The ASPCA lists hostas as toxic to dogs. Hostas contain saponin, and eating large quantities can lead to poisoning. The symptoms include:

  • Diarrhea
  • Stomach cramps
  • Nausea
  • Drooling
  • Vomiting
  • Bloat

Dogs with bloat are at risk of developing gastric torsion where the stomach twists. This is also known as gastric dilation volvulus (GDV), a life-threatening condition in which the dog can rapidly die within thirty minutes.

Signs of bloat or torsion to look out for are:

  • Severe pain resulting in restlessness
  • Clearly visible swelling of the abdomen
  • Anxiety and distress
  • Salivation
  • Trying to vomit but being unable to do so
  • Occasionally the dog may vomit up stomach contents that looks like it is encased in a membrane or bag.
  • Difficulty breathing as the distended stomach impacts the lungs.
  • Shock could lead to collapse and death.

Bloat and torsion are medical emergencies. The only hope is to get the dog veterinary help as soon as possible. If you suspect the dog has bloat, phone ahead to the veterinary clinic as you are driving. The veterinary practice will treat the dog as an emergency without the need to wait in the queue to see the vet.

Severe diarrhea in dogs can also cause a dangerous condition known as intussusception. This occurs when cramping of the intestines results in part of the intestines moving into another part – a bit like a rolled-up sock. The intestines swell, causing a blockage that can only be corrected by surgery.

Symptoms of intussusception usually follow periods of severe diarrhea.

  • Extreme pain and distress
  • Usually, the dog does not want to eat, but if it does, it will vomit up the food after a short period.
  • There will be no feces passed. If the blockage is not complete, the watery part of feces may be expelled by the dog, but there will be no solid fecal matter.
  • The dog may show symptoms of shock.
  • The veterinarian or owner may feel a hard object when the abdomen is palpated.
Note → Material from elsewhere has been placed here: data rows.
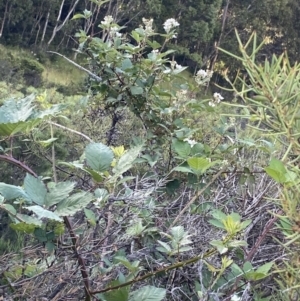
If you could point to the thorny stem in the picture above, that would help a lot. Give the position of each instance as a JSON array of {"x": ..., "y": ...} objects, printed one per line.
[
  {"x": 163, "y": 270},
  {"x": 196, "y": 196},
  {"x": 19, "y": 164},
  {"x": 70, "y": 130},
  {"x": 67, "y": 222}
]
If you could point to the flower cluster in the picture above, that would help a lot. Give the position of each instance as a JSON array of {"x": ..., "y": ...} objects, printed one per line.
[
  {"x": 203, "y": 77},
  {"x": 148, "y": 26},
  {"x": 170, "y": 24},
  {"x": 175, "y": 65},
  {"x": 217, "y": 97},
  {"x": 107, "y": 20},
  {"x": 114, "y": 32},
  {"x": 191, "y": 142}
]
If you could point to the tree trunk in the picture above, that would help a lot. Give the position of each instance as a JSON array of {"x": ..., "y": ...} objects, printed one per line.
[
  {"x": 58, "y": 27},
  {"x": 4, "y": 18}
]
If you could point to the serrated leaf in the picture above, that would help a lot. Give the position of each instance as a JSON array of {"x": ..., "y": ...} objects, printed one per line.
[
  {"x": 277, "y": 165},
  {"x": 182, "y": 148},
  {"x": 126, "y": 161},
  {"x": 58, "y": 192},
  {"x": 14, "y": 111},
  {"x": 101, "y": 193},
  {"x": 47, "y": 142},
  {"x": 73, "y": 204},
  {"x": 216, "y": 223},
  {"x": 35, "y": 189},
  {"x": 136, "y": 229},
  {"x": 219, "y": 246},
  {"x": 136, "y": 90},
  {"x": 219, "y": 215},
  {"x": 126, "y": 64},
  {"x": 9, "y": 208},
  {"x": 275, "y": 175},
  {"x": 165, "y": 247},
  {"x": 120, "y": 294},
  {"x": 200, "y": 164},
  {"x": 23, "y": 227},
  {"x": 237, "y": 243},
  {"x": 265, "y": 268},
  {"x": 11, "y": 192},
  {"x": 98, "y": 156},
  {"x": 43, "y": 213},
  {"x": 183, "y": 169},
  {"x": 28, "y": 219},
  {"x": 90, "y": 215},
  {"x": 254, "y": 276},
  {"x": 148, "y": 293}
]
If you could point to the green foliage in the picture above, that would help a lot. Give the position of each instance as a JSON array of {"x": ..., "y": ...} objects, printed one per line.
[{"x": 124, "y": 229}]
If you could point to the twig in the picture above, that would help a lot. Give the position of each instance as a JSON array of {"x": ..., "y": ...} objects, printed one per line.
[
  {"x": 196, "y": 196},
  {"x": 91, "y": 74},
  {"x": 70, "y": 130},
  {"x": 163, "y": 270},
  {"x": 19, "y": 164}
]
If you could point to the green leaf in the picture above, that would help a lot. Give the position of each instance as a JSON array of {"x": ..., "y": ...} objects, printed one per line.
[
  {"x": 136, "y": 90},
  {"x": 91, "y": 217},
  {"x": 43, "y": 213},
  {"x": 219, "y": 246},
  {"x": 45, "y": 143},
  {"x": 126, "y": 161},
  {"x": 277, "y": 165},
  {"x": 247, "y": 266},
  {"x": 136, "y": 229},
  {"x": 219, "y": 215},
  {"x": 98, "y": 156},
  {"x": 11, "y": 192},
  {"x": 182, "y": 169},
  {"x": 78, "y": 16},
  {"x": 126, "y": 64},
  {"x": 15, "y": 116},
  {"x": 199, "y": 164},
  {"x": 148, "y": 293},
  {"x": 136, "y": 36},
  {"x": 73, "y": 204},
  {"x": 237, "y": 243},
  {"x": 217, "y": 223},
  {"x": 35, "y": 189},
  {"x": 165, "y": 247},
  {"x": 29, "y": 219},
  {"x": 14, "y": 111},
  {"x": 275, "y": 175},
  {"x": 254, "y": 276},
  {"x": 182, "y": 148},
  {"x": 58, "y": 192},
  {"x": 101, "y": 194},
  {"x": 9, "y": 208},
  {"x": 23, "y": 227},
  {"x": 120, "y": 294},
  {"x": 265, "y": 268}
]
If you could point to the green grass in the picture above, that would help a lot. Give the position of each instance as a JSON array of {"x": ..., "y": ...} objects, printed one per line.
[
  {"x": 57, "y": 70},
  {"x": 61, "y": 72}
]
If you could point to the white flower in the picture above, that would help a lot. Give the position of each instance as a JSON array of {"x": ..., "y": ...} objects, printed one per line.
[
  {"x": 190, "y": 142},
  {"x": 114, "y": 32},
  {"x": 202, "y": 73},
  {"x": 148, "y": 25},
  {"x": 170, "y": 24},
  {"x": 107, "y": 20},
  {"x": 218, "y": 97},
  {"x": 235, "y": 298}
]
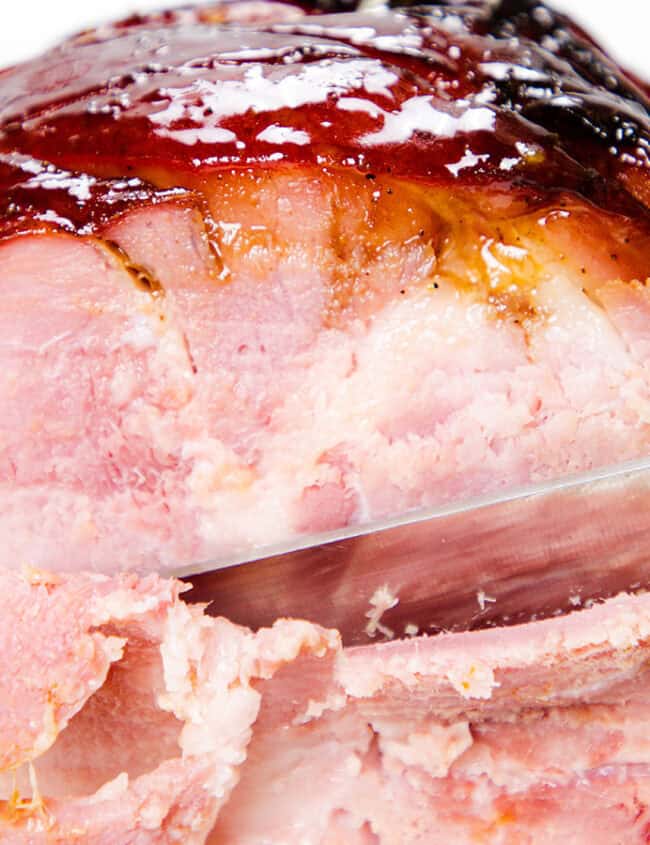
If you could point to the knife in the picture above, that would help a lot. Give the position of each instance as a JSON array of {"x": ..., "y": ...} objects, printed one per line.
[{"x": 525, "y": 554}]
A dog showing these symptoms must be seen by a veterinarian immediately. Without surgery, the dog will die.

Hostas emerging in spring
Yay Hostas emerging in spring

Are Hostas Poisonous To Cats?

The ASPCA advises that hostas are toxic to cats. The symptoms of poisoning that may be seen in cats are:

  • Diarrhea
  • Salivation
  • Nausea
  • Vomiting
  • Depression
  • Cardiac abnormalities

Cats do not usually die from hosta poisoning as they seldom eat amounts large enough to cause any problems. There are, however, times when hosta poisoning can give rise to another condition that can be fatal to cats.

Severe diarrhea and vomiting with no food intake result in fatty liver disease or hepatic lipidosis. When a cat has not eaten for some time, the cat’s body begins breaking down fat cells to use for energy. The liver cannot cope with this much fat and becomes unable to function.

It is essential for the cat to be treated by a veterinarian. Treatment usually includes a gastric tube where the cat can be force-fed to try and normalize the metabolism. Liver support will be necessary.

Are Hostas Poisonous To Other Animals?

Hostas are eaten by some small animals such as rodents, and some deer favor them, but they are poisonous to horses. Horses that eat hostas will develop diarrhea, stomach cramping, and gas build-up in the stomach.

The horse will have classic colic symptoms and must be treated immediately. Colic in horses can kill them quickly due to the sensitive nature of their digestive tracts. Treatment includes gastric lavage, replacing electrolytes, use of an activated carbon slurry, and pain management.


Hostas are not toxic to people but can cause gastric irritation if they are eaten in large quantities. They are toxic to dogs, cats, and horses but are eaten by rodents, deer, and other small animals. It is important to get veterinary help for any animal showing signs of toxicity or distress after exposure or ingestion of hostas.